I’m half way through Goldfinch and feeling a little discouraged and sad about life. The husband calls it the Felicity effect in that when I was marathoning the show all I wanted to do was eat cereal.
The grouchiness made me search out Elder Holland’s recent conference talk called “Are We Not All Beggars?”. May I say that I am the worst at accepting help. Ask me for a ride ever? The answer will almost certainly be no. Help me with my groceries? ‘That’s okay, I got this’. Clean my house for me? Buy me dinner? ‘Um, why is my house dirty in this imaginary scenario’ and ‘that’s so sweet to offer, but no’.
I’d like to blame the majority on this personality trait on my mom who once refused a ride from a stranger after severely twisting her ankle and limping a mile back home. But the pride is all me, man. And in refusing to be the kind of person that needs help, I wonder how often I overlook opportunities to extend help.
This made me think of the absolutely amazing and kind folks in my life.
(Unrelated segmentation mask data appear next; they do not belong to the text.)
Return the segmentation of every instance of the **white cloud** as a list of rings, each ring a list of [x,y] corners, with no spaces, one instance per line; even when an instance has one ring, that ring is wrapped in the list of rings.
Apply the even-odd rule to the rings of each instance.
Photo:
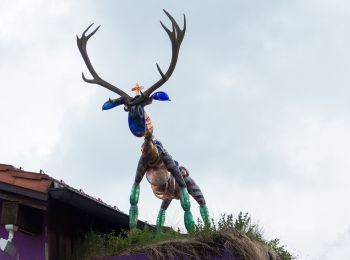
[[[6,125],[0,154],[7,162],[41,167],[59,142],[63,114],[87,105],[92,93],[77,88],[82,84],[78,53],[71,53],[74,34],[68,21],[62,22],[72,15],[71,6],[68,1],[1,2],[0,21],[7,26],[0,29],[0,116]]]
[[[158,24],[169,24],[165,7],[178,20],[186,13],[188,31],[162,87],[172,102],[147,107],[156,136],[189,168],[214,216],[248,211],[301,259],[344,259],[346,236],[324,248],[350,217],[350,5],[222,5],[2,1],[1,163],[44,168],[127,212],[142,141],[122,108],[101,112],[114,95],[81,80],[75,35],[101,24],[88,46],[96,70],[125,91],[147,86],[159,78],[155,62],[165,68],[170,58]],[[173,204],[166,223],[183,227]],[[140,217],[154,222],[159,206],[144,180]]]
[[[323,254],[320,255],[321,260],[330,259],[347,259],[350,255],[350,227],[340,232],[340,235],[333,240],[332,243],[327,244],[327,249],[323,250]]]

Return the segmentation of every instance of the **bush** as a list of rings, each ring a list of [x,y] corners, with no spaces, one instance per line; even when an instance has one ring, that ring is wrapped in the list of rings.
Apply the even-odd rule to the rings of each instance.
[[[165,229],[163,232],[157,232],[148,226],[145,226],[143,230],[122,231],[120,234],[115,232],[97,234],[90,231],[76,248],[72,259],[95,259],[132,252],[143,252],[142,249],[146,247],[158,246],[159,248],[159,244],[164,245],[167,241],[181,242],[184,240],[186,240],[187,244],[191,241],[196,241],[197,246],[200,245],[206,249],[212,247],[213,250],[211,252],[217,253],[224,248],[220,248],[223,246],[221,240],[224,232],[238,232],[249,238],[249,240],[272,249],[282,260],[295,259],[284,245],[280,245],[279,239],[265,240],[261,228],[256,224],[252,224],[248,213],[243,214],[242,212],[235,219],[232,214],[223,214],[217,222],[212,219],[211,227],[204,226],[203,222],[198,219],[197,225],[188,234],[181,234],[179,230],[175,231],[170,228]],[[216,250],[215,247],[219,249]]]

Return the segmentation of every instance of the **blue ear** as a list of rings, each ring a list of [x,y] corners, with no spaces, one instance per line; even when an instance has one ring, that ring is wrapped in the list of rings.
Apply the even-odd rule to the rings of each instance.
[[[102,110],[108,110],[122,104],[124,104],[124,100],[122,100],[121,98],[109,99],[107,102],[103,104]]]
[[[163,92],[163,91],[159,91],[159,92],[154,93],[151,96],[151,99],[159,100],[159,101],[170,101],[168,94]]]

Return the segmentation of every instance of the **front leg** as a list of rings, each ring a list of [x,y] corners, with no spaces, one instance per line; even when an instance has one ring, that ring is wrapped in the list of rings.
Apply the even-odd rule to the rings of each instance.
[[[161,232],[165,222],[165,211],[168,209],[171,200],[163,200],[157,216],[157,231]]]
[[[146,163],[140,158],[139,163],[137,165],[135,182],[132,185],[131,193],[130,193],[130,210],[129,210],[129,228],[133,229],[137,227],[139,210],[137,207],[137,203],[139,202],[140,196],[140,182],[145,175],[146,172]]]
[[[194,228],[194,220],[191,212],[191,202],[190,196],[188,195],[186,183],[182,177],[182,174],[179,170],[179,167],[175,164],[175,161],[171,157],[168,152],[162,148],[157,146],[159,155],[165,164],[167,170],[171,173],[171,175],[175,178],[175,181],[180,186],[180,202],[181,207],[185,211],[184,213],[184,222],[187,231],[190,231]]]
[[[187,187],[180,188],[180,202],[181,207],[185,211],[184,222],[187,231],[191,231],[194,228],[194,220],[191,212],[190,196],[188,195]]]

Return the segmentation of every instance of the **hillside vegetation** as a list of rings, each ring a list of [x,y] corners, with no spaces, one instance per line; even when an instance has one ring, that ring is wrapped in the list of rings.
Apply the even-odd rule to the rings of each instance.
[[[72,259],[131,254],[146,254],[150,259],[211,259],[223,254],[242,260],[295,259],[279,239],[264,239],[261,228],[251,223],[248,213],[239,213],[236,218],[222,215],[212,222],[208,228],[198,220],[188,234],[170,228],[158,233],[147,227],[119,235],[91,231]]]

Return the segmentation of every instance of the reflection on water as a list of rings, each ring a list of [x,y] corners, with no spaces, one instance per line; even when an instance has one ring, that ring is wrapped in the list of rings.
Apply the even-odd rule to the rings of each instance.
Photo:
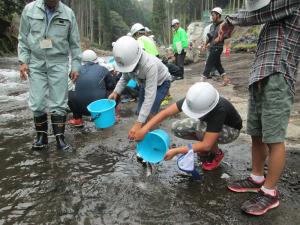
[[[248,224],[249,218],[239,213],[241,199],[234,200],[220,179],[231,175],[226,170],[232,164],[196,182],[174,160],[146,168],[136,161],[134,144],[127,140],[135,119],[132,107],[124,106],[121,122],[107,130],[95,130],[88,121],[82,130],[67,127],[73,151],[57,151],[50,128],[48,150],[31,151],[27,91],[16,61],[0,60],[0,225]],[[243,171],[249,146],[229,148],[228,158]]]
[[[72,152],[57,151],[50,131],[48,150],[32,152],[28,84],[15,62],[2,60],[0,68],[0,224],[173,224],[208,213],[213,191],[200,201],[203,184],[174,161],[136,162],[126,139],[130,117],[109,130],[96,131],[90,122],[84,130],[67,128]],[[224,211],[225,202],[218,204]]]

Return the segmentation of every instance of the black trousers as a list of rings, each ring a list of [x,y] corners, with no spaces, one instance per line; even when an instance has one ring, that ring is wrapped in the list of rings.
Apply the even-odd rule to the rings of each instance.
[[[73,113],[74,119],[80,119],[82,115],[90,116],[91,114],[86,107],[91,102],[90,100],[83,101],[82,99],[78,99],[75,96],[75,91],[69,91],[68,105]]]
[[[184,75],[184,58],[185,58],[186,52],[182,51],[180,54],[175,53],[175,64],[180,68],[182,77]]]
[[[221,54],[223,52],[223,48],[210,48],[209,56],[206,60],[205,69],[203,75],[208,77],[213,68],[216,68],[220,75],[225,73],[225,70],[221,63]]]

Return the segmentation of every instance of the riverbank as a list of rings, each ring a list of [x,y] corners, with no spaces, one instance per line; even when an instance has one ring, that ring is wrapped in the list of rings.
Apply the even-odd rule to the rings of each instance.
[[[233,85],[220,87],[209,80],[237,107],[244,127],[253,56],[223,58]],[[281,205],[265,216],[249,217],[239,207],[251,194],[226,189],[227,179],[250,171],[251,142],[245,128],[238,140],[221,146],[225,153],[221,167],[205,172],[202,183],[182,174],[174,160],[160,163],[156,173],[147,176],[135,160],[134,143],[127,140],[136,103],[122,104],[120,123],[107,130],[96,130],[88,120],[84,129],[68,126],[66,138],[73,151],[57,151],[49,129],[48,150],[32,152],[28,83],[19,80],[17,67],[16,59],[0,60],[0,224],[299,224],[299,89],[288,129],[287,165],[279,184]],[[172,102],[184,97],[203,68],[203,59],[186,67],[185,79],[172,84]],[[184,117],[161,125],[177,145],[187,142],[172,135],[171,123]]]

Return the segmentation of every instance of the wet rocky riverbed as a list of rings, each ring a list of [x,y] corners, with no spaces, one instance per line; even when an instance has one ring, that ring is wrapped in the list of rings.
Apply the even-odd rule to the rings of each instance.
[[[253,55],[232,55],[224,66],[234,85],[221,88],[210,81],[246,118],[247,78]],[[173,101],[199,79],[204,62],[186,67],[186,78],[173,83]],[[300,224],[300,116],[296,98],[289,124],[287,166],[279,184],[281,205],[262,217],[239,207],[252,194],[226,189],[229,179],[250,172],[250,139],[221,146],[222,166],[197,182],[181,173],[176,161],[162,162],[152,174],[135,160],[127,131],[135,120],[135,103],[122,104],[121,121],[96,130],[67,127],[68,152],[58,151],[50,133],[47,151],[31,150],[32,115],[27,107],[28,84],[18,78],[16,59],[0,59],[0,224]],[[299,91],[299,90],[298,90]],[[162,123],[170,131],[171,122]],[[245,126],[245,123],[244,123]],[[171,142],[187,144],[171,133]]]

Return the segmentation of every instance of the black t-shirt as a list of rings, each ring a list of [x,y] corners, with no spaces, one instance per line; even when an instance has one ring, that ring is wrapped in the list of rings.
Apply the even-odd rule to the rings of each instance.
[[[179,111],[182,111],[182,105],[185,98],[176,102]],[[216,107],[208,114],[199,118],[207,123],[206,132],[219,133],[222,131],[223,125],[235,129],[242,129],[242,119],[234,106],[225,98],[220,97]]]

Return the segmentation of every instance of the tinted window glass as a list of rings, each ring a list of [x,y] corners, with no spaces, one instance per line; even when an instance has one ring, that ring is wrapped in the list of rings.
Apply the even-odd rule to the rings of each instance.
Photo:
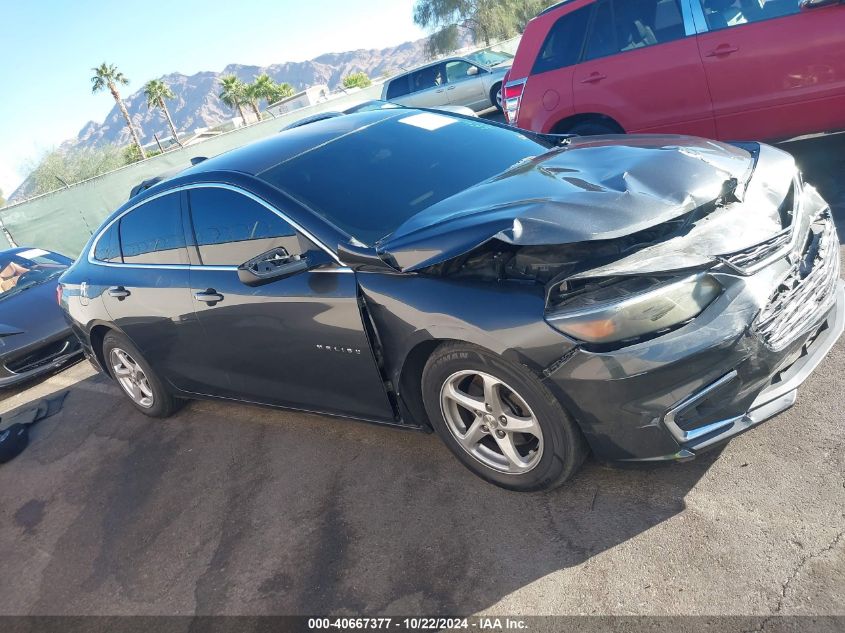
[[[613,9],[616,42],[621,51],[664,44],[684,37],[684,21],[678,0],[614,0]]]
[[[792,15],[798,0],[700,0],[707,26],[713,30]]]
[[[120,257],[120,239],[117,235],[117,229],[120,222],[112,224],[108,231],[100,236],[97,240],[97,247],[94,249],[94,259],[101,262],[122,262]]]
[[[374,244],[423,209],[549,147],[482,121],[401,112],[258,176]]]
[[[555,22],[540,49],[540,55],[534,64],[534,74],[578,63],[590,11],[592,7],[587,6],[568,13]]]
[[[600,2],[596,6],[593,28],[587,38],[584,59],[596,59],[619,52],[616,44],[616,29],[613,28],[613,7],[610,2]]]
[[[178,193],[130,211],[120,220],[120,246],[127,264],[187,264]]]
[[[404,97],[406,94],[410,92],[410,87],[408,84],[408,77],[399,77],[398,79],[394,79],[390,82],[390,85],[387,87],[387,98],[388,99],[396,99],[398,97]]]
[[[475,72],[474,75],[470,75],[469,73],[470,68],[474,68]],[[472,79],[473,77],[478,77],[480,74],[480,70],[478,66],[474,66],[469,62],[457,60],[453,62],[446,62],[446,80],[448,83],[453,84],[458,81],[464,81],[465,79]]]
[[[443,66],[429,66],[415,73],[411,73],[411,92],[436,88],[446,83],[443,77]]]
[[[264,206],[228,189],[192,189],[191,218],[202,263],[239,266],[274,248],[302,255],[315,246]]]

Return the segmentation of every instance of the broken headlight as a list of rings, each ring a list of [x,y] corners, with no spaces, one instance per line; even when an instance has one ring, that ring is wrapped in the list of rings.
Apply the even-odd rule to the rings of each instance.
[[[564,334],[612,343],[671,330],[697,317],[722,287],[706,273],[681,279],[629,277],[586,289],[546,315]]]

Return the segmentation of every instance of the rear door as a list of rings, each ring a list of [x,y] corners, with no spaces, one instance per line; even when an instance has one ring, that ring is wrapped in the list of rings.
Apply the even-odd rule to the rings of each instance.
[[[392,420],[358,304],[355,274],[279,211],[228,187],[191,189],[200,263],[191,267],[203,363],[225,371],[234,397]],[[275,250],[305,270],[246,285],[238,266]]]
[[[464,59],[447,61],[444,67],[449,103],[473,110],[483,110],[490,105],[490,95],[484,88],[484,75],[488,71]]]
[[[198,389],[181,194],[164,194],[123,215],[100,237],[95,258],[112,321],[170,384]]]
[[[599,0],[584,61],[575,69],[576,113],[605,114],[626,132],[712,137],[713,109],[694,35],[683,0]]]
[[[691,0],[717,136],[779,139],[845,128],[845,5]]]

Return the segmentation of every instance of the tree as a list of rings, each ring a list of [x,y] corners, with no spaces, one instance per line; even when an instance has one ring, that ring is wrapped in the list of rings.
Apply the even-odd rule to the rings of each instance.
[[[94,71],[94,76],[91,77],[91,92],[96,94],[106,89],[111,92],[111,96],[114,97],[114,102],[117,104],[117,107],[120,108],[120,113],[123,115],[123,118],[126,119],[126,126],[129,128],[129,133],[132,135],[132,140],[135,142],[135,145],[138,146],[138,152],[143,158],[146,158],[147,155],[144,153],[144,148],[142,147],[141,140],[138,137],[138,132],[135,131],[135,126],[132,125],[132,119],[129,118],[129,112],[126,110],[126,106],[123,105],[123,99],[120,98],[120,93],[117,90],[118,85],[128,85],[129,79],[127,79],[114,64],[106,64],[103,62],[91,70]]]
[[[3,197],[3,190],[0,189],[0,207],[6,206],[6,198]]]
[[[235,75],[226,75],[220,78],[220,85],[223,90],[220,92],[220,100],[230,108],[237,109],[241,119],[246,123],[244,105],[247,102],[246,85]]]
[[[127,149],[137,152],[138,146],[133,143]],[[23,184],[23,191],[26,197],[31,198],[94,178],[126,164],[124,150],[118,145],[54,149],[30,164],[31,173]]]
[[[277,103],[282,99],[287,99],[288,97],[292,97],[296,94],[296,90],[293,86],[291,86],[287,82],[283,82],[280,84],[276,84],[275,89],[273,90],[273,94],[269,99],[270,103]]]
[[[280,86],[267,73],[258,75],[252,85],[256,98],[264,99],[266,105],[269,106],[276,100],[276,94]]]
[[[170,89],[170,86],[160,79],[152,79],[144,86],[144,96],[147,97],[148,110],[159,108],[162,112],[164,112],[164,117],[167,119],[167,125],[170,126],[170,133],[173,134],[173,140],[179,145],[179,147],[182,147],[182,143],[179,141],[179,135],[176,133],[176,126],[173,125],[173,119],[170,118],[170,110],[167,109],[167,105],[164,103],[165,99],[174,99],[176,97]]]
[[[371,86],[372,84],[373,82],[370,81],[370,78],[367,76],[367,73],[364,72],[351,73],[343,78],[344,88],[366,88],[367,86]]]
[[[246,85],[245,94],[246,102],[249,104],[249,107],[252,108],[252,111],[255,113],[255,120],[260,121],[261,111],[258,109],[258,100],[261,99],[261,95],[259,94],[259,88],[255,84],[255,82]]]
[[[460,48],[461,32],[475,44],[516,35],[528,19],[551,4],[548,0],[417,0],[414,23],[432,32],[432,54]]]

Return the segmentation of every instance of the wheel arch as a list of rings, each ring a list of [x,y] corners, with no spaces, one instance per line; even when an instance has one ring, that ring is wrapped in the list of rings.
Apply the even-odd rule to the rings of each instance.
[[[596,122],[608,125],[616,129],[619,134],[625,134],[625,128],[612,116],[600,112],[579,112],[555,123],[551,128],[552,134],[566,134],[576,125],[581,123]]]
[[[106,358],[103,356],[103,342],[109,332],[119,332],[119,330],[104,323],[97,323],[88,332],[88,338],[91,341],[91,351],[94,352],[94,357],[97,359],[100,368],[108,375],[111,375]]]

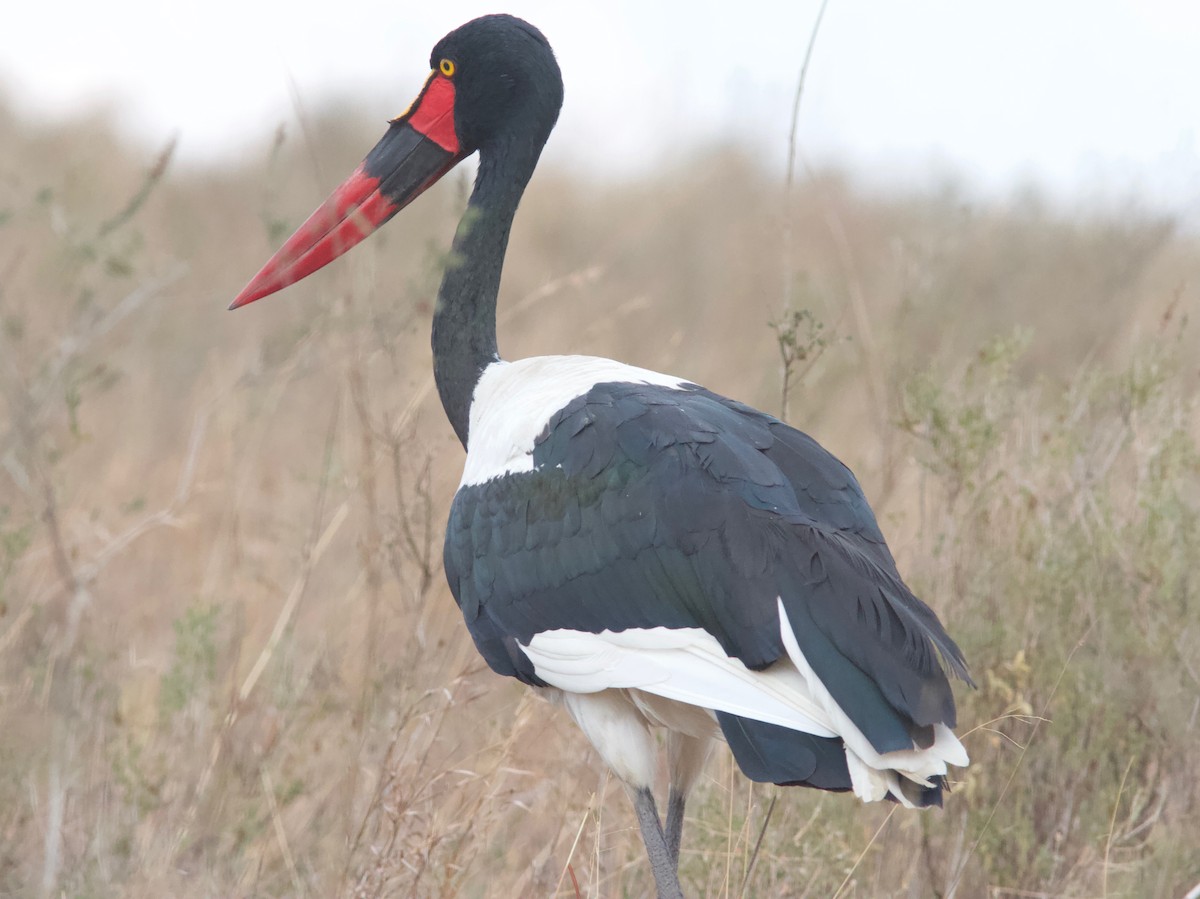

These people have an ease for kindness. They extend themselves without any kind of trumpet or flair. A couple of years ago, I was in a weird mood and saw my friend in the parking lot. I ranted to her for, like, twenty minutes and felt immediately better. The next day, I looked on my doorstep to see a bag of homemade cookies. I can not express how moved I was by that simple and sweet gesture.
I took a picture of it because I wanted to remember that on that day I was seen, that someone without any provocation whatsoever cared enough about me to tell me that they noticed me, that I wasn’t alone. Can I say if I’ve been that to someone? I hope I have.